Sunday, November 19, 2006

"Black Soot and Asthma" NY Times 11/19/06

Gee, wonder what will happen when those unnecessary taxpayer subsidized garages for 4,500 cars, SUVs and trucks are built for the Yankees by 2009.


Black Soot and Asthma

Editorial in The City section in Sunday's New York Times, November 19, 2006

New York has some of the worst rates of asthma in the nation. The victims tend to be poor and minority children trapped in environments that cause and exacerbate their condition. They often lack access to regular health care, their homes may be infested with mold or household pests that trigger breathing problems.

And in neighborhoods like the South Bronx, there’s often no avoiding one of the biggest threats to the lungs: diesel exhaust from trucks. Though its impacts have been well-documented by government and private studies, diesel exhaust is a public menace that policymakers have yet to treat as seriously as they should.

A recent study conducted by New York University confirmed the link between bouts of asthma and one particularly disagreeable component of diesel exhaust — elemental carbon, also fittingly known as black soot.

Forty asthmatic children who attend schools situated near major roads in the South Bronx carried backpack-sized air quality monitors as part of the study. On days when black soot measured heaviest, the children had double the usual number of symptoms.

These youngsters have become the unfortunate local version of canaries in a coal mine. Health experts also point to diesel exhaust as a contributor to a host of other health problems, including cancers and birth defects.

While the city cannot regulate privately owned trucks, it has done the right thing and begun to replace retired buses and trucks in its own fleet with cleaner-burning versions.
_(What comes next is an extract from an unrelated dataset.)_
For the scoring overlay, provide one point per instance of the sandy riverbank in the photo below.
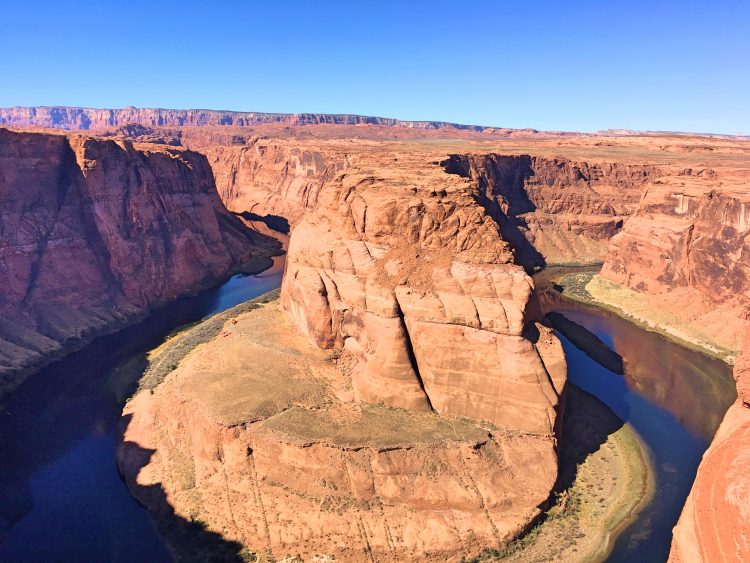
(605, 480)
(586, 286)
The federal Environmental Protection Agency has also issued strict new regulations mandating cleaner fuels and engines in diesel trucks and buses.

But it could be years before there is a complete turnover. The solution lies in reducing the city’s dependence on trucks. The wholesale markets at Hunts Point, which daily attract some 12,000 trucks making deliveries and pick ups, sit right on the water. Boats could offer a better way to move perishable goods.

The Bloomberg administration should also revisit the rail freight issue. Re-connecting the city to the national rail freight system is possible with construction of the proposed cross harbor tunnel. The project has been bogged down by neighborhood opposition in Queens, where incoming freight would be shifted to trucks for shorter-range distribution. We understand the concern, but the city has too much to gain, in terms of overall improved air and improved traffic, not to get the project back on track.

New York’s health department has done a commendable job of trying to get a handle on the asthma epidemic. It has worked with the hardest hit communities to educate parents and to get regular care and medication to asthma sufferers. A recent city study showed that hospitalizations for asthma were down 17 percent in the last year, but still occurring at a rate well above the national average.

The challenge for asthmatics is avoiding the causes of attacks. Policymakers can help them, and the public health, by declaring war on poisonous diesel fumes.